CALGARY, AB, Jun 5, 2014/ Troy Media/ – Back in the 20th century, much of the world’s politics was shot through with deep-rooted ideologies that had a considerable, often negative, effect on humanity.
This month’s celebration of the 70th anniversary of D-Day and its aftermath provides us, therefore, with the opportunity to both recall the influence those ideologies had on political debates and to contrast them to the relatively more mundane, “back” to normal politics of the 21st century, as exemplified by a competition between narrow interests and the general, public interest.
A corporation in search of a taxpayer subsidy – say, the recent $700-million request by Chrysler Canada – is an example of a narrow interest, as it would divert tax dollars away from the general interest, whether to be spent on tax relief or a new bridge.
Of course, last century’s ideological battles were not immune to such “back-to-normal” political battles. They were simply subsumed beneath the fervour of ideology, such as Nazism in Germany, or Communism, which many countries faced after Nazism was defeated.
Communism, and the notion of collective action in the economy, had been around in various forms since at least Ancient Greek philosopher Plato, but it was given new life with the 19th century writings of Karl Marx and his acolytes.
Marx’ writings prompted debates about the role of government in the 20th century, even in liberal democracies such as Canada. Those who favoured free markets and open societies on the grounds that, practically and empirically, such an approach (combined with moderate governments) best achieved human progress were forced to squared off with ideologues who argued politicians and bureaucrats could centrally plan the economy with better economic results and more jobs.

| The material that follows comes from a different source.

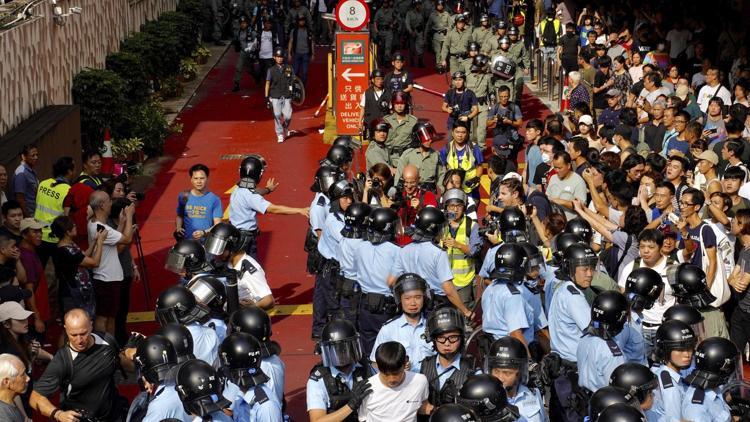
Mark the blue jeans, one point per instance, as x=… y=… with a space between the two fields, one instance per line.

But the fall of the Berlin Wall in 1989, the freeing of central and Eastern Europe from communism’s grip, the implosion of the Soviet Union, and the failure of central planning everywhere from Beijing to Budapest killed off Marxism/communism as an animating factor in debates over the role of government. Nazism/fascism, fortunately, was already dead.
That meant that, for many Western countries at least, the “normal” battles in politics – where competing interests try to influence politicians to use the public purse for their own ends – once again became more obvious.
In many ways, the 21st century resembles the 19th century – not so much in the size of government as in the obvious tussles between special interests and the general interest.
For example, in 1876, Liberal Sir Richard Cartwright, the first post-Confederation finance minister for the Dominion government (what we now call the federal government), objected to a Conservative proposal for higher tariffs on imported farm equipment.
His criticism centered on the fact that such tariffs would transfer wealth from people in rural Canada, where most Canadians lived, and would lead to higher prices for the buying public who would be forced to buy higher-priced made-in-Canada products because of the lack of foreign competition. While tariffs would benefit domestic manufacturers and their owners, the broader public would be harmed through inflated prices – thus Cartwright’s concern about the unjustifiable transfer of wealth.
Cartwright was attempting, quite properly, to look out for the wider public good as opposed to a narrow interest.
Today, without the ideological justifications of the 20th century to mask them, special interests are again blindingly obvious. When business leaders argue for a subsidy, they are demanding that the public treasury be used for their own interest; when government employee unions demand compensation and pensions higher and more generous than in the private sector, they are effectively demanding the general base of taxpayers serve them.
Special interests still dress up their demands for special treatment in lofty rhetoric – thus the chatter about “national champions” from business leaders or so-called “social justice” from many government union leaders. But now, in the 21st century, absent the more animated 20th century ideology of central planning, such special interest demands can easily be seen for what they plainly are: a plea for unique treatment at the expense of others.
Mark Milke is a senior fellow at the Fraser Institute.